Rubble at the site of the bombing
Photo: AFP
Argentine Jewish leaders on Friday renewed denunciations of a government plan to work with Iran to investigate Argentina's worst terrorist attack.
The 1994 bombing of the Argentine-Israeli Mutual Association killed 85 people and remains unsolved. Family members of the victims commemorated the 21st anniversary of the attack Friday, a day before the July 18 anniversary.
Former Iranian officials have been on an Interpol capture list for years, but Argentine prosecutors have never been able to question them. Iran has long denied any role in the bombing.
"We ask the government to take courageous stance and intensify the demands so that the accused Iranians can someday face justice," Ariel Cohen, president of the federation of Jewish communities, said at the event held at the reconstructed Jewish center.
Argentina struck a 2013 accord with Iran to solve the attack, but Jewish groups have criticized it, saying Tehran has failed to turn over suspects. The joint "truth commission" was approved by Argentina's Congress but it has not been implemented because two Argentine courts ruled it unconstitutional, and it's now under review.
"We can't strike a deal with the murderers," Cohen said.

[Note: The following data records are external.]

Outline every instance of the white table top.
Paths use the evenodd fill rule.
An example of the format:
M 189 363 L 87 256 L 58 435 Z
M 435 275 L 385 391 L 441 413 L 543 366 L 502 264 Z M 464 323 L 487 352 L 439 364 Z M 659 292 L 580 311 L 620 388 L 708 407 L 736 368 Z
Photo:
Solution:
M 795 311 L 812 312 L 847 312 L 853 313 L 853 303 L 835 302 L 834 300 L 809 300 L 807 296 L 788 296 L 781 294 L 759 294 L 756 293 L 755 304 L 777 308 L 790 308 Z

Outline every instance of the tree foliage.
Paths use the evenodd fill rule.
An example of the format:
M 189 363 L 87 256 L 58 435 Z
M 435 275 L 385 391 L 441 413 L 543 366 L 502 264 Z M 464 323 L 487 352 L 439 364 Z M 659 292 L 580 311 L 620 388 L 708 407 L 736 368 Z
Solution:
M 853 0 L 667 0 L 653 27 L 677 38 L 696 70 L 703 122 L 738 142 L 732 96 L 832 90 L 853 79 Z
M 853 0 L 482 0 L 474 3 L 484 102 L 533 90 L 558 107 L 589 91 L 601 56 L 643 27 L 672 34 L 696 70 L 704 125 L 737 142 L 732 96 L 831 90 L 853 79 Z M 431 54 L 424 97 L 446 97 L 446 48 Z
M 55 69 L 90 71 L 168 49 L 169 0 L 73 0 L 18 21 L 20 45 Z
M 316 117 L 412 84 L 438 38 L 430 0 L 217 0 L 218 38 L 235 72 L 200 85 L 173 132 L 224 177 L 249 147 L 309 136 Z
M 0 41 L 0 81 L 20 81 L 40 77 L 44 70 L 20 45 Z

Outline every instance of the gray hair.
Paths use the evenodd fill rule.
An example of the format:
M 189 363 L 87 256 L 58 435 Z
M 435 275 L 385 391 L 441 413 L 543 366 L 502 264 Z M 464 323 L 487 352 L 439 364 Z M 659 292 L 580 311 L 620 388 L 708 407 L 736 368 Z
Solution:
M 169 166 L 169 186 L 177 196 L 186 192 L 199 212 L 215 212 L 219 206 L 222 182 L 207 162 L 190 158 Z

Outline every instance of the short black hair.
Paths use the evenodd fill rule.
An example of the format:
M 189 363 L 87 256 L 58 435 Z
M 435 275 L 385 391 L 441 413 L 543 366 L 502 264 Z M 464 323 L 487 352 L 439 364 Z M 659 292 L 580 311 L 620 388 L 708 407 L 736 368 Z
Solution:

Just days before he was found dead on Jan. 18, Alberto Nisman, the chief prosecutor investigating the case, accused President Cristina Fernandez of helping shield the Iranian officials allegedly behind the bombing. Federal judges have thrown out the case against Fernandez.
Cohen asked authorities to solve what he called "the strange circumstances" behind Nisman's death, and criticized the government for its "verbal artillery" against the late prosecutor.
Authorities have not determined whether Nisman took his own life or was killed by someone else, and conspiracy theories have flourished.
While some believe that Nisman killed himself because he felt that his claims against the president lacked proof, others say he was murdered because he was a threat to the Argentine and Iranian governments.